Valproate (Depakote) appears to be effective not only in treating mood symptoms associated with bipolar disorder, but also in reducing drinking in those patients with co-occurring alcoholism.
Data from a small, randomized, double-blind, controlled trial indicate that dual effectiveness is the result of independent effects on the two different disorders. The data provide support for the use of valproate to treat the more than half of all patients with bipolar disorder who have co-occurring substance abuse disorders. Among those with co-occurring substance abuse, alcoholism is the most frequent.
“This has really been a population that has been previously neglected in research,” noted Ihsan Salloum, M.D., M.P.H., an associate professor of psychiatry at the University of Pittsburgh School of Medicine. “Most clinical trials involving patients with bipolar disorder have used `pure' patients; they have excluded those with co-occurring disorders, and conversely, those studies with patients who have substance abuse disorders have commonly excluded any patients who have any co-occurring psychiatric disorder.”
The result, Salloum told Psychiatric News, is a void in the evidence base. Yet physicians dealing with a patient with bipolar disorder know that “they are dealing with a patient who most likely also has a substance abuse disorder. The degree of difficulty in treating the patient is much worse; there simply are no clear guidelines that address these comorbid problems.”
Salloum and his colleagues had been encouraged by recent reports of small trials studying the use of several anticonvulsant mood stabilizers, including valproate and topiramate, in patients with alcoholism. Valproate, Salloum noted, had already been granted an indication for bipolar disorder, so he and his team set out to look at the effects of the drug in patients with both bipolar and alcoholism.
They enrolled 59 patients with bipolar I disorder and alcoholism in a 24-week, double-blind, placebo-controlled, randomized parallel group trial. Recognizing that it would be unethical to have patients in a trial for 24 weeks on placebo only, Salloum and his colleagues added lithium to the protocol. All patients in the trial received “treatment as usual”—which included lithium plus a psychosocial intervention that included individual psychotherapy focused on the patients dealing with both disorders as well as taking medication. In addition, patients were then randomly assigned to have either valproate or placebo added to their treatment as usual.
The group receiving valproate was found to have a significantly lower proportion of heavy drinking days and a trend toward fewer drinks per drinking day compared with those who received placebo.
“When we added medication adherence as a variable, both findings became statistically significant,” Salloum noted. “That is, those patients who had higher serum levels of valproate had significantly better alcohol use outcomes overall—in reduced proportion of heavy drinking days and in fewer drinks per heavy drinking day, as well as fewer drinks per day throughout the study.”
Valproate therapy also significantly prolonged the time to relapse to sustained heavy drinking, to an average of 93 days, compared with an average of 62 days for those on placebo.
Salloum and his colleagues also monitored mood symptoms but saw no statistically significant differences between the two groups.
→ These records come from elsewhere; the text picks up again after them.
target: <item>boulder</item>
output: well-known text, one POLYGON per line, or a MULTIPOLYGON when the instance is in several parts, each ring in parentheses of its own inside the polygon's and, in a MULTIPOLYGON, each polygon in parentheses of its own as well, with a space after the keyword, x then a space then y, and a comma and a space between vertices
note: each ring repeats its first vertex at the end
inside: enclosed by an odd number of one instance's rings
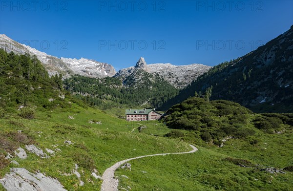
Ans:
POLYGON ((7 191, 66 191, 57 179, 23 168, 11 168, 10 172, 0 179, 0 183, 7 191))
POLYGON ((10 161, 10 163, 14 164, 16 165, 20 165, 20 164, 19 163, 18 163, 17 162, 16 162, 16 161, 14 161, 14 160, 10 161))
POLYGON ((40 156, 41 158, 50 158, 50 156, 47 155, 47 154, 44 153, 42 149, 36 147, 34 145, 27 145, 25 146, 25 149, 28 150, 29 152, 35 153, 37 155, 40 156))
POLYGON ((15 153, 16 156, 18 156, 22 159, 25 159, 26 158, 27 158, 26 152, 25 152, 24 149, 21 148, 21 147, 20 147, 16 150, 15 150, 14 153, 15 153))

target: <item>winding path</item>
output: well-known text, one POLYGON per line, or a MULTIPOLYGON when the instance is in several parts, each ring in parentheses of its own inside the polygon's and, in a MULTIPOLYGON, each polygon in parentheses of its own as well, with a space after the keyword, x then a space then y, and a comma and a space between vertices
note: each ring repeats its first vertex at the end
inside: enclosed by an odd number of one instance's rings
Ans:
POLYGON ((131 161, 133 159, 137 159, 141 158, 146 157, 149 156, 159 156, 159 155, 167 155, 168 154, 187 154, 192 153, 195 152, 198 150, 197 148, 193 145, 189 145, 189 146, 192 148, 192 150, 188 152, 172 152, 169 153, 161 153, 161 154, 151 154, 149 155, 141 156, 137 157, 131 158, 128 159, 124 160, 121 161, 119 161, 116 163, 115 165, 112 167, 107 169, 104 174, 103 174, 102 179, 103 183, 102 184, 102 187, 101 189, 101 191, 117 191, 118 190, 117 187, 118 187, 118 180, 114 178, 115 176, 114 173, 115 171, 118 169, 124 163, 131 161))

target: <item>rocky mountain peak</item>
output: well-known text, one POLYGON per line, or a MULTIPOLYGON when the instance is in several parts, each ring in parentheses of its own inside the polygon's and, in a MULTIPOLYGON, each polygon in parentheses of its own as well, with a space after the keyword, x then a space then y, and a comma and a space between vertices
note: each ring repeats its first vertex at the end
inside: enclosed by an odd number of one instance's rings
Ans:
POLYGON ((141 57, 138 61, 137 61, 136 63, 136 65, 135 65, 134 67, 142 69, 146 69, 146 63, 145 60, 145 58, 143 57, 141 57))

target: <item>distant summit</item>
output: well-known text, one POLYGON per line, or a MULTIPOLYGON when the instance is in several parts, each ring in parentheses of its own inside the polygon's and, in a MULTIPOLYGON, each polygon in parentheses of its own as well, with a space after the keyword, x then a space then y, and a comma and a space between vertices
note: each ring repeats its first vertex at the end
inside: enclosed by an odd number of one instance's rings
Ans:
POLYGON ((207 71, 210 66, 201 64, 174 65, 169 63, 147 65, 145 58, 141 57, 135 66, 122 69, 114 76, 125 81, 127 77, 138 70, 142 70, 162 78, 176 88, 182 88, 207 71))

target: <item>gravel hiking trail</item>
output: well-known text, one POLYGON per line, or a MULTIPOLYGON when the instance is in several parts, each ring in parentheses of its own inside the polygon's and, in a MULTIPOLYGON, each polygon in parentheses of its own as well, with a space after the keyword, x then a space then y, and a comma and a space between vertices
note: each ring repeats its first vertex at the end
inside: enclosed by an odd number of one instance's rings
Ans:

“The study was relatively small,” Salloum noted. “Perhaps if we had had more patients, we may have had more power to detect a difference. But all patients were receiving lithium for their bipolar symptoms, so the addition of valproate may not have made a noticeable difference.”
Nonetheless, Salloum added, “I think this is an encouraging study. It is really the first to be done in this dually diagnosed adult population using a double-blind, placebo-controlled paradigm.”
Salloum's hope is that the trial will be replicated with larger numbers of patients and in multiple clinical sites.